Considering the NCS as an invagination of the inner nuclear membrane, More et al. ⁵ suggested that the involution of NCS might be a process of intranuclear regression, e.g. re-incorporation of the NCS components with the nuclear membrane. In our study, we found the NCS was protruded from the outer surface of nucleus and was encircled with a nuclear envelope-like structure in the perinuclear cytoplasm. More et al. ⁵ also found NCS-like structures in lysomes. In respect to involution, all these findings strongly indicated that this system is first dissociated from the nucleolus and appears as bud approching toward the nuclear envelope, then it is discharged from the nucleus into the cytoplasm, where it disappears upon lysosomal digestion (Fig 10). In serial section studies, More and McSeveney ⁸ observed that NCS was in contact with the nucleolus only in a small area or even not associated with the nucleolus. This might be explained by the possibility that the section planes passed through only a part of the NCS, which was unconnected with the nucleolus.

Fig. 10

Schematic drawing ielustrating the involution of the NCS. After being dissociated from the nucleolus, the NCS appears a bud beneath the nuclear envelope. Then it can be discharged into the cytoplasm and disappears following the lysosomal digestion.
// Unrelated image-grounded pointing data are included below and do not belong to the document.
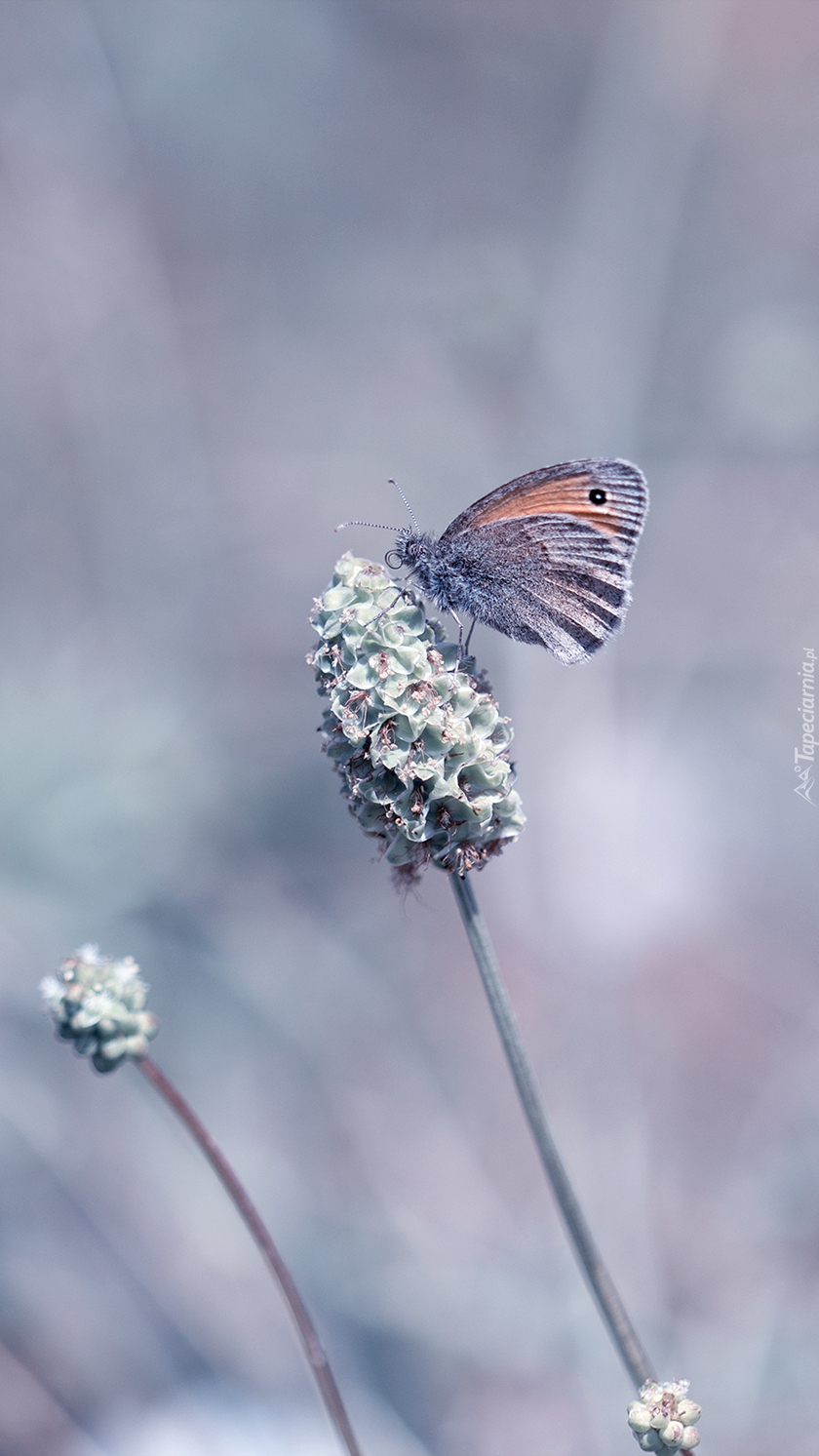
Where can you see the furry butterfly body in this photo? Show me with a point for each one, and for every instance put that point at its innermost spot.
(544, 558)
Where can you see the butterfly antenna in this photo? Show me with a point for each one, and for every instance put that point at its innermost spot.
(408, 505)
(375, 526)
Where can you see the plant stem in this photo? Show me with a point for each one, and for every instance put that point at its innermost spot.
(218, 1162)
(608, 1300)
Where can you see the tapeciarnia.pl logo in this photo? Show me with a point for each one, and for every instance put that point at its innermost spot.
(803, 761)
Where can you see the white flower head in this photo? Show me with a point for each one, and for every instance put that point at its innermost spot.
(98, 1002)
(664, 1418)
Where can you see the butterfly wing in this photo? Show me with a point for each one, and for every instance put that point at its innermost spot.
(549, 555)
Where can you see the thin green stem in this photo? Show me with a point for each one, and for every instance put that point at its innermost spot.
(608, 1300)
(218, 1162)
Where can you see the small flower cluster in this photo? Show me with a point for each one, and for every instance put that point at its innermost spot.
(98, 1003)
(664, 1417)
(419, 743)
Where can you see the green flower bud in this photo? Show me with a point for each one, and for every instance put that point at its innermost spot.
(97, 1002)
(417, 740)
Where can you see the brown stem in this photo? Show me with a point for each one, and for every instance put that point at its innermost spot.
(218, 1162)
(590, 1258)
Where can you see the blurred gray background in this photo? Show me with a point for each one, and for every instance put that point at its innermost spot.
(256, 258)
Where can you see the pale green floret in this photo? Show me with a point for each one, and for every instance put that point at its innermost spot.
(664, 1417)
(98, 1002)
(420, 746)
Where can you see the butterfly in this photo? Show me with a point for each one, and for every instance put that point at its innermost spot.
(544, 558)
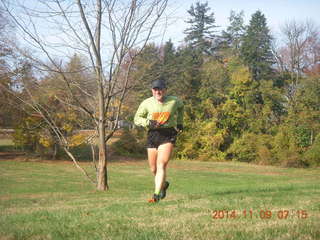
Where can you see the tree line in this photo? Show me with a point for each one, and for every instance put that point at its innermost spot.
(246, 98)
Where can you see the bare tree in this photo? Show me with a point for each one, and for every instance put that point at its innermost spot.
(110, 33)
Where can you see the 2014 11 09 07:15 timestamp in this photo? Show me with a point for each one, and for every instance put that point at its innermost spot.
(260, 214)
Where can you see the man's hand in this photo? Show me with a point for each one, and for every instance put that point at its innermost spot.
(180, 127)
(154, 124)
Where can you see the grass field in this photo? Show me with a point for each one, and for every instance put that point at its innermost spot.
(47, 200)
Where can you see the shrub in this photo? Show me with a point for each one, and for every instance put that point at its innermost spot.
(251, 147)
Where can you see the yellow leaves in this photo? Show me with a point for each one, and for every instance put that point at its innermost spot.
(77, 140)
(45, 141)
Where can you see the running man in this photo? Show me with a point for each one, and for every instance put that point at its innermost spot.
(163, 117)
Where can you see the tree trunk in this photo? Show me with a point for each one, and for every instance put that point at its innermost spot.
(102, 184)
(102, 165)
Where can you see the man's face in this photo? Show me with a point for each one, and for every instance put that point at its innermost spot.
(158, 93)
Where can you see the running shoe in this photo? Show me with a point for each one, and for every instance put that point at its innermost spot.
(163, 191)
(155, 198)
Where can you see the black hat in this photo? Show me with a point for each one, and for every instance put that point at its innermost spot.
(158, 84)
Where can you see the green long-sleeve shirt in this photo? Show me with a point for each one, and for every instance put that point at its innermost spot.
(168, 114)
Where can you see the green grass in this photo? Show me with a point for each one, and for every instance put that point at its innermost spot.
(46, 200)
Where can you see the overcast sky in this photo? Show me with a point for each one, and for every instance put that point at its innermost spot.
(277, 12)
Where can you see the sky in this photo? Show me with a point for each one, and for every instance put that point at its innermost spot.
(277, 13)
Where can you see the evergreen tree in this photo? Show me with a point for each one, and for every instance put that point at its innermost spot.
(233, 35)
(200, 34)
(256, 47)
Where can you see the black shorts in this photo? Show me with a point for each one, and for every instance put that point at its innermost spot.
(159, 136)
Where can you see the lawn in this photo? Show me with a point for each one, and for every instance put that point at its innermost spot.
(52, 200)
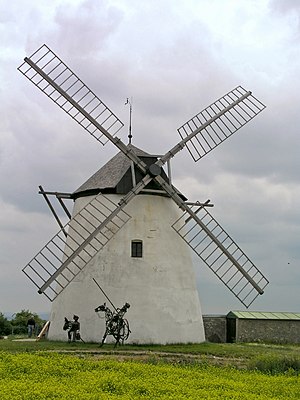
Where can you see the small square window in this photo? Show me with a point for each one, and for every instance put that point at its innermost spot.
(136, 248)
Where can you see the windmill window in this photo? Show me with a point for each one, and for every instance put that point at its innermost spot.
(136, 248)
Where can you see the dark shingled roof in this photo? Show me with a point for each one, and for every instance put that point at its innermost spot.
(115, 175)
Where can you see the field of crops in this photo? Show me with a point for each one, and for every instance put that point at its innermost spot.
(48, 374)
C: cytoplasm N: nucleus L: lysosome

Although it has been considered that NCS might be a feed-back system between cytoplasm and nucleus for regulating the nucleolar RNA-synthesis or a site for producing specific RNA and/or protein ³. The concept that it functions as a specialized system for rapid transport of newly synthesized mRNA has been widely accepted ^{2, 3}. However, since the tubules of NCS are open to the perinuclear space, which is known as a prolongation of rER-cisternae, it remains doubtful, whether or not the mRNA molecules could pass through the membrane of rER in order to reach the ribosomes covering the rER. Histochemical study has clearly shown that the electron dense granules surrounding NCS do contain RNA and proteins ³. Since the occurrence of NCS coincides temporally with the peak of secretory activity of endometrial glands, we prefer to suggest the thesis that NCS might have similar functions as rER, namely the synthesis and transportation of proteins for secretion. The significance of this device is to reduce the burden of rER during the climax of secretion. Alternatively, it might represent a device to increase the surface of the nuclear envelope close to the nucleolus, since the cell needs a large quantity of rRNA during the peak of secretion, and cytoplasmic proteins required to generate ribosomal particles could reach the nucleolus via the NCS.